Groves acknowledged that there were people on the site before the construction of the ROM, but she never picked up on Celeste because she had not spent a lot of time at the planetarium.

 But she did find the driveway off of Bloor Street, between the Royal Conservatory of Music and the Royal Ontario Museum very interesting. She used to park her car in a lot back there, and she would

“I don’t know if it’s the same little girl, and I never thought much about it, but sometimes when I would get out of my car, and sometimes I would get a sense that someone was there,” she recalled. “It was always like you were being watched. It was outside and between the two buildings.

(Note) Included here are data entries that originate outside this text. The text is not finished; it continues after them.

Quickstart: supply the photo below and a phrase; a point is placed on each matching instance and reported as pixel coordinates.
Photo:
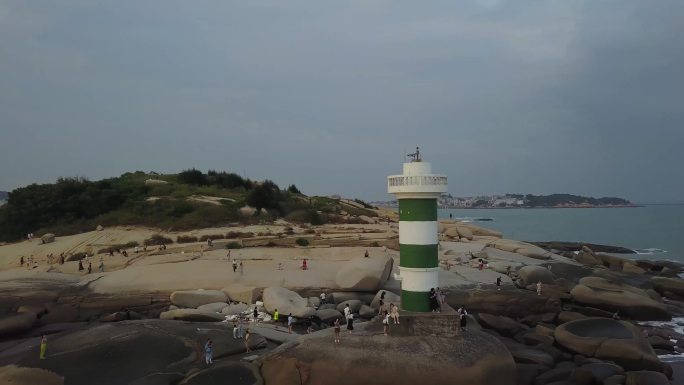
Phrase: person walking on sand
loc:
(43, 347)
(247, 335)
(350, 323)
(394, 310)
(337, 328)
(208, 352)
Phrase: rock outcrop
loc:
(286, 301)
(196, 298)
(474, 359)
(364, 274)
(615, 296)
(611, 340)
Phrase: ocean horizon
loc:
(651, 230)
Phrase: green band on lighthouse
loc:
(417, 209)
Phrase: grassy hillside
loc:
(190, 199)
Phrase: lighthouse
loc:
(417, 191)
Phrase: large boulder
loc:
(501, 324)
(354, 305)
(14, 375)
(196, 298)
(194, 315)
(234, 309)
(329, 315)
(617, 296)
(286, 301)
(17, 323)
(610, 340)
(48, 238)
(532, 274)
(672, 285)
(215, 307)
(241, 293)
(365, 274)
(475, 358)
(390, 297)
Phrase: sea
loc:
(652, 231)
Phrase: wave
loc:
(650, 251)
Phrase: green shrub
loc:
(186, 239)
(233, 245)
(157, 239)
(204, 238)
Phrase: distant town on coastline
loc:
(522, 201)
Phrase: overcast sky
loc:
(538, 97)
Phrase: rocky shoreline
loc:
(592, 323)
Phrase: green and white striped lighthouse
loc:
(417, 191)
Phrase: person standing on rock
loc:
(208, 352)
(247, 335)
(463, 315)
(394, 310)
(337, 327)
(43, 347)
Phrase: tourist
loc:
(208, 352)
(350, 323)
(241, 328)
(247, 335)
(463, 315)
(336, 326)
(43, 347)
(394, 310)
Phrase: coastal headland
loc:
(146, 317)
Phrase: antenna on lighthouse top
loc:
(415, 157)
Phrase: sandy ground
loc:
(194, 266)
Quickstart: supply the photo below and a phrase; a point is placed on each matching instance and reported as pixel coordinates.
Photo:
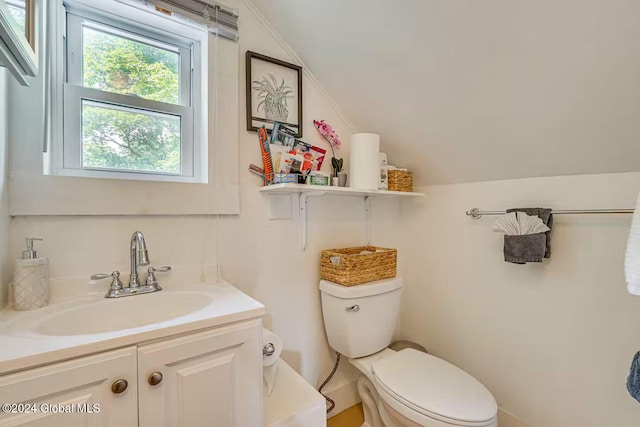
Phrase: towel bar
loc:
(476, 213)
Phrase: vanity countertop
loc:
(29, 339)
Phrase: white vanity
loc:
(185, 356)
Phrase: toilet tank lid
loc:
(359, 291)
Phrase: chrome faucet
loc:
(139, 256)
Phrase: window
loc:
(132, 102)
(18, 10)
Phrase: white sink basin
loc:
(117, 314)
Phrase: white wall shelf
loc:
(305, 191)
(333, 191)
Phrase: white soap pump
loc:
(30, 279)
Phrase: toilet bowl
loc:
(407, 388)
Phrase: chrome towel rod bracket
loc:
(476, 213)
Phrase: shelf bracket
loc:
(303, 216)
(367, 220)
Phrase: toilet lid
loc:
(434, 387)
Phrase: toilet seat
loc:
(419, 385)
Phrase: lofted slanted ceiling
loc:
(474, 90)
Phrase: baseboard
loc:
(506, 419)
(345, 396)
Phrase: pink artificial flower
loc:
(327, 132)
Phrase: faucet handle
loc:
(116, 284)
(151, 277)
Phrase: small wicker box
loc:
(400, 180)
(347, 267)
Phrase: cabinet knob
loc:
(119, 386)
(155, 378)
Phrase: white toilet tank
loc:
(360, 319)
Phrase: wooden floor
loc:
(352, 417)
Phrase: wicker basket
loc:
(400, 180)
(347, 267)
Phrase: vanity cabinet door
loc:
(76, 393)
(211, 378)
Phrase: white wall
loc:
(5, 259)
(552, 341)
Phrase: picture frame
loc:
(274, 93)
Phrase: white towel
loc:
(632, 258)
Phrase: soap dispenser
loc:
(30, 279)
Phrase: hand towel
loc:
(632, 257)
(633, 381)
(524, 248)
(547, 217)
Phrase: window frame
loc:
(140, 26)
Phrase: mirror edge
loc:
(16, 52)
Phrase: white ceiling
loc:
(473, 90)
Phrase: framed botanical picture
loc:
(274, 93)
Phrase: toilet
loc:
(405, 388)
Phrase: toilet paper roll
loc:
(271, 347)
(365, 161)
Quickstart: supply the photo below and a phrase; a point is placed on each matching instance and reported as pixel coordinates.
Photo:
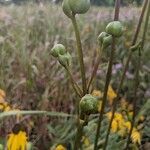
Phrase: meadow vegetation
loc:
(37, 90)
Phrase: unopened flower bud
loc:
(101, 37)
(65, 59)
(107, 41)
(89, 104)
(66, 8)
(57, 50)
(79, 6)
(114, 28)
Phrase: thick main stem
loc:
(94, 72)
(108, 78)
(125, 70)
(80, 54)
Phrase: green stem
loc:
(94, 72)
(80, 54)
(74, 84)
(124, 71)
(108, 78)
(77, 143)
(135, 98)
(146, 25)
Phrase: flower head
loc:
(111, 94)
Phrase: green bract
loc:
(79, 6)
(58, 49)
(66, 8)
(114, 28)
(89, 104)
(65, 59)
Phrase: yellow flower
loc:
(17, 139)
(97, 93)
(128, 125)
(111, 94)
(60, 147)
(109, 115)
(118, 117)
(5, 107)
(99, 106)
(136, 136)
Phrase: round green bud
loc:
(1, 147)
(29, 146)
(89, 104)
(66, 8)
(101, 37)
(107, 41)
(79, 6)
(65, 59)
(58, 49)
(114, 28)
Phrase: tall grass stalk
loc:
(125, 69)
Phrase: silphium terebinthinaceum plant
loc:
(86, 103)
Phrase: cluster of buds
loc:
(113, 29)
(71, 7)
(60, 53)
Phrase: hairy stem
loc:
(74, 84)
(135, 98)
(80, 54)
(108, 78)
(146, 24)
(94, 72)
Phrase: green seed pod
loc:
(89, 104)
(101, 37)
(107, 41)
(65, 59)
(29, 146)
(1, 147)
(114, 28)
(66, 8)
(79, 6)
(58, 49)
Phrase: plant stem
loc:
(94, 72)
(108, 78)
(74, 84)
(146, 24)
(80, 53)
(77, 143)
(124, 71)
(135, 98)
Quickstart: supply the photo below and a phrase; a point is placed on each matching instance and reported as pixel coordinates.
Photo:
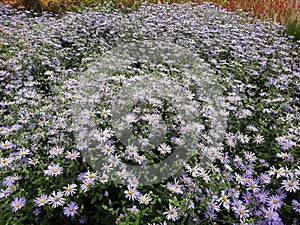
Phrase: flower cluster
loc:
(252, 175)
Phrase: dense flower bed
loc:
(254, 175)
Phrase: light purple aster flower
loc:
(17, 203)
(71, 209)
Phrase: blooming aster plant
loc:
(253, 175)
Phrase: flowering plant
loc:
(47, 174)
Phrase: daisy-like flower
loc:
(271, 216)
(274, 202)
(86, 184)
(242, 212)
(114, 160)
(284, 156)
(259, 139)
(164, 148)
(71, 155)
(103, 179)
(131, 118)
(290, 185)
(57, 199)
(108, 149)
(53, 170)
(132, 193)
(265, 178)
(214, 206)
(42, 200)
(4, 193)
(285, 172)
(253, 186)
(103, 135)
(224, 200)
(107, 168)
(275, 172)
(71, 209)
(195, 171)
(172, 213)
(17, 203)
(70, 189)
(210, 214)
(55, 151)
(131, 150)
(145, 199)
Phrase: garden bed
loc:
(235, 85)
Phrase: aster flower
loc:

“I feel there is a family burial in that location that has been built over, or non-existent.”

Groves admitted she’s a bit skeptical about the story tied to the young girl. Even as a medium, Groves said, the spirit can only show how they died, but oftentimes they don’t know how they passed.

The former McLaughlin Planetarium sits nestled between the Royal Ontario Museum, the University of Toronto’s Faculty of Law and the MacMillan Theatre.

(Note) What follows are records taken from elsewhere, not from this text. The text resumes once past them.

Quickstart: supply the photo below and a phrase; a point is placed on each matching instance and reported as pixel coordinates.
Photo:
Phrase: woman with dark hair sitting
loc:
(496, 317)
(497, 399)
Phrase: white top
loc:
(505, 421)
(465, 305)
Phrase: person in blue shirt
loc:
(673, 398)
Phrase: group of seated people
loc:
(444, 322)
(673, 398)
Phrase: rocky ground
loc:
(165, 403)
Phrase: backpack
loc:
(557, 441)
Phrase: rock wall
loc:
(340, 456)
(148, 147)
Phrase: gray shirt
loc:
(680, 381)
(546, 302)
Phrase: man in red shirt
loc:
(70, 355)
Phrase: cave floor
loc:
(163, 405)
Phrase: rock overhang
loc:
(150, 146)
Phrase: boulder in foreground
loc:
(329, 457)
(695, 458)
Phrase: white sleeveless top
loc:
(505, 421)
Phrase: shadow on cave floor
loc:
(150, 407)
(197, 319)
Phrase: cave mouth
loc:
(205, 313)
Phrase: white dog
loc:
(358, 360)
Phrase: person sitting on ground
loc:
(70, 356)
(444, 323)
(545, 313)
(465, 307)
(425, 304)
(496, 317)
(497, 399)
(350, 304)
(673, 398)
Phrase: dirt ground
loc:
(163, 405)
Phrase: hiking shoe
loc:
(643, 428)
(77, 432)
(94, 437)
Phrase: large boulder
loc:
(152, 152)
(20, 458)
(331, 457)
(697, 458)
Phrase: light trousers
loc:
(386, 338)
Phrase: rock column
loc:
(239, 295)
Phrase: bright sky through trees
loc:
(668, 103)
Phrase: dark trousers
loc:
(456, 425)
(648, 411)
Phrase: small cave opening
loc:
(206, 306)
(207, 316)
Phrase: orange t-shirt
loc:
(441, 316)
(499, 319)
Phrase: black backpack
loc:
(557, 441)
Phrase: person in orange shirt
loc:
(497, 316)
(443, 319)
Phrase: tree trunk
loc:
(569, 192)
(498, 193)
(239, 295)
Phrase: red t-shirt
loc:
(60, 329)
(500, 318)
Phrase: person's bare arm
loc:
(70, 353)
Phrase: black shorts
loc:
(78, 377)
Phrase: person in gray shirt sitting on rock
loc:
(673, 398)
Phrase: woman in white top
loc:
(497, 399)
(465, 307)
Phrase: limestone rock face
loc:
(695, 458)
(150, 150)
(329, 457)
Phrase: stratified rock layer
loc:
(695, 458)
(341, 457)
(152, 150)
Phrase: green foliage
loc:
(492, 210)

Unexpected guest in European exhibit

“You don’t often hear about new ghosts,” Mukherjee said, his voice thick with enthusiasm. And he goes into full story mode over the phone about the “European lady” that has been spotted in one of the eerier parts of the museum: the European gallery.

“It’s spooky to begin with because all the lights are off, and it’s a little bit colder. There is no natural light, and there’s a lot of automated music that comes on. But at night time, it doesn’t really turn off at night, it just goes lower,” he narrated. “Do you remember the whispers from ‘Lost’? You’ve been primed to feel uncomfortable. You’re flashing your light and there are all these silvery, reflective objects, so it looks like you’re seeing things everywhere.

“And there’s a patch of wooden floor that creeks as wooden floors do, and so the guard goes around, does his patrol, and comes back into the main section where the knights (are) and he sees a woman standing right in front of him.”

Naturally, the guard says, “Excuse me, ma’am, the museum is closed.”

Of course, it is, Mukherjee says, with a tinge of sarcasm. It’s 3 a.m. But, with every ghost story, a brief moment of looking away, and a return to the site, and the revenant is gone.

To this day, people have reported hearing someone walking with them along the wood floor section of the exhibit.

“If you could imagine a dress with a lot of ruffles in it; when you walk, the fabric scratches against itself and makes a noise. So, they would hear footsteps accompanying this fabric sound,” Mukherjee said.

Groves has felt the odd, oppressive energy in the European gallery.

“For me, I feel that’s more of a how the gallery is set up,” she admitted. “There is not a lot of airflow in there either, in terms of openness.”

She said it’s good to exercise skepticism when going into a location, going as far as “picking apart everything before coming to a conclusion”.

At the end of the tour

“What I love about the ROM ghosts is when you do the full experience, is you get to learn about our architecture and our history,” Mukherjee said. “You get to learn about these stories that have persisted through time.”

Currelly, Celeste and the European lady may be the main attractions that haunt the corridors and exhibits, but Groves said she sensed more than those usual suspects inside the building.

“I can still walk through the museum and pick up on all those spots when I was working there when I was there,” she admitted, adding the retail storage area across from the cafeteria in the basement is one particular spot she’s sensed being active.

But she’s never really had an opportunity to investigate further.

“There are pockets and areas in the museum that retain something,” she said. “It’s one of those buildings where, if you don’t have your wits about you, you could easily be scared.”

Regardless of the resident spirits, or any spooky goings-on, Mukherjee loves the lore associated with the ROM.

“I never could leave the place, and when I was young, I started hearing about the different stories and putting them together,” he said. “Since then, I do ghost tours with our kids at camp. I do them with our governors.”